A realizable transfer function has infinitely many realizations. Realizations with the
smallest possible dimension are called minimal realizations. A state model is a minimal
realization of a proper rational transfer function G(s) if and only if all the states are
controllable and observable. The output system of minimal realization and pole-zero cancellation below
has minimal order and the same response characteristics as the original system by
eliminating uncontrollable or unobservable states in state-space models or cancelling
pole-zero pairs with same value in transfer functions or zero-pole-gain models.
The location of closed-loop poles in the s-plane affects the transient-response feature
and stability of the system. The system response can be predicted by observing the
pole-zero map of the system. The damping ration and undamped natural frequency locate
the poles in s-plane. As a result, their values determine the system dynamic and
steady-state performance. Bandwidth is a specification for system performance in
terms of frequency response. It is a measure of speed of response. The DC gain is the
ratio of the output of a system to its input after all transients have decayed. Functions
below provide ways to calculate all these parameters and specification.
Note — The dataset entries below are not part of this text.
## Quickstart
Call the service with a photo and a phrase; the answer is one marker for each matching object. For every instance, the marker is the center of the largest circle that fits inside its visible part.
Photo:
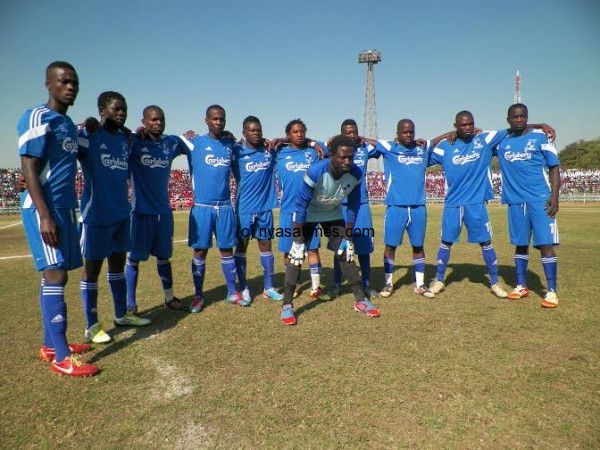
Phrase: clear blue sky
(280, 60)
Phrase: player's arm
(31, 167)
(552, 203)
(450, 136)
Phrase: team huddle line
(323, 194)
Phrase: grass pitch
(464, 370)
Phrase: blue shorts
(258, 226)
(99, 242)
(67, 255)
(363, 230)
(413, 219)
(286, 237)
(474, 217)
(207, 220)
(151, 234)
(526, 219)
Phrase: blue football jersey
(404, 171)
(362, 154)
(51, 137)
(290, 166)
(524, 162)
(321, 195)
(210, 167)
(104, 159)
(467, 167)
(253, 170)
(150, 166)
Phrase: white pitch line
(11, 225)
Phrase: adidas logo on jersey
(58, 319)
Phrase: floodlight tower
(517, 88)
(370, 58)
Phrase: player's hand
(551, 206)
(320, 151)
(142, 132)
(548, 131)
(296, 253)
(189, 135)
(228, 134)
(90, 125)
(49, 231)
(348, 247)
(21, 184)
(277, 143)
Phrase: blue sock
(198, 268)
(240, 267)
(443, 258)
(419, 265)
(118, 289)
(89, 296)
(521, 262)
(388, 270)
(45, 327)
(54, 311)
(229, 272)
(131, 276)
(491, 261)
(365, 269)
(165, 272)
(267, 261)
(337, 271)
(315, 276)
(550, 268)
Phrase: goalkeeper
(325, 185)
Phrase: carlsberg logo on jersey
(513, 156)
(153, 162)
(465, 159)
(296, 167)
(408, 160)
(255, 167)
(113, 163)
(217, 161)
(69, 145)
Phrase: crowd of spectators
(573, 182)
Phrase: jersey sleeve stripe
(33, 133)
(490, 136)
(385, 144)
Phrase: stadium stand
(576, 185)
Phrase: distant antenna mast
(517, 88)
(370, 58)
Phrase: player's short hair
(108, 96)
(462, 113)
(215, 106)
(511, 108)
(338, 141)
(250, 119)
(291, 123)
(348, 122)
(59, 65)
(149, 108)
(402, 121)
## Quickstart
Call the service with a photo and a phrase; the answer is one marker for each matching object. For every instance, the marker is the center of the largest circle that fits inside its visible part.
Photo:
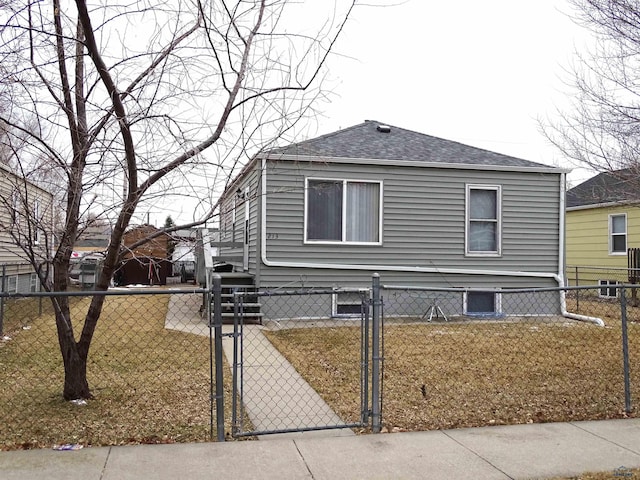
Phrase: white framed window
(618, 234)
(482, 303)
(483, 220)
(343, 211)
(34, 283)
(12, 284)
(36, 223)
(605, 290)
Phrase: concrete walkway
(512, 452)
(275, 395)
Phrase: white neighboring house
(26, 223)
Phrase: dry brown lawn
(151, 385)
(466, 374)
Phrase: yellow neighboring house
(602, 222)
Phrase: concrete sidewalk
(503, 452)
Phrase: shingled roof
(381, 141)
(607, 187)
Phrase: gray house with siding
(26, 223)
(419, 210)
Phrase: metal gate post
(2, 289)
(376, 420)
(625, 351)
(217, 327)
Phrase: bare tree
(132, 99)
(601, 130)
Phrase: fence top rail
(107, 293)
(507, 290)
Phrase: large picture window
(618, 234)
(343, 211)
(483, 220)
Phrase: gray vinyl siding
(423, 225)
(234, 230)
(10, 253)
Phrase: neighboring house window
(483, 220)
(343, 211)
(478, 303)
(618, 234)
(605, 288)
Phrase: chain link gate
(269, 395)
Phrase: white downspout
(561, 260)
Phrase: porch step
(239, 282)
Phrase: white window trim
(497, 301)
(334, 304)
(34, 283)
(36, 223)
(12, 288)
(626, 233)
(606, 284)
(467, 220)
(344, 206)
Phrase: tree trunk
(74, 357)
(75, 373)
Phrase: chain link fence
(464, 358)
(307, 360)
(149, 369)
(299, 329)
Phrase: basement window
(478, 303)
(605, 289)
(346, 304)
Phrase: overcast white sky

| Function | Description | ||
|---|---|---|---|
| Bandwidth | Calculate the bandwidth of a SISO system. | ||
| Pole-zero map | Plot the pole-zero map of an LTI model. | ||
| Damping factors and frequencies | Compute the damping factors and natural frequencies of system poles. | ||
| DC gain | Compute low frequency(DC) gain of the system. | ||
| Sort poles | Sort the poles of systems. | ||
| Minimal realization | Find a minimal realization of an LTI model. | ||
| Pole-zero cancellation | Cancel the pole-zero pairs with same value of a system. |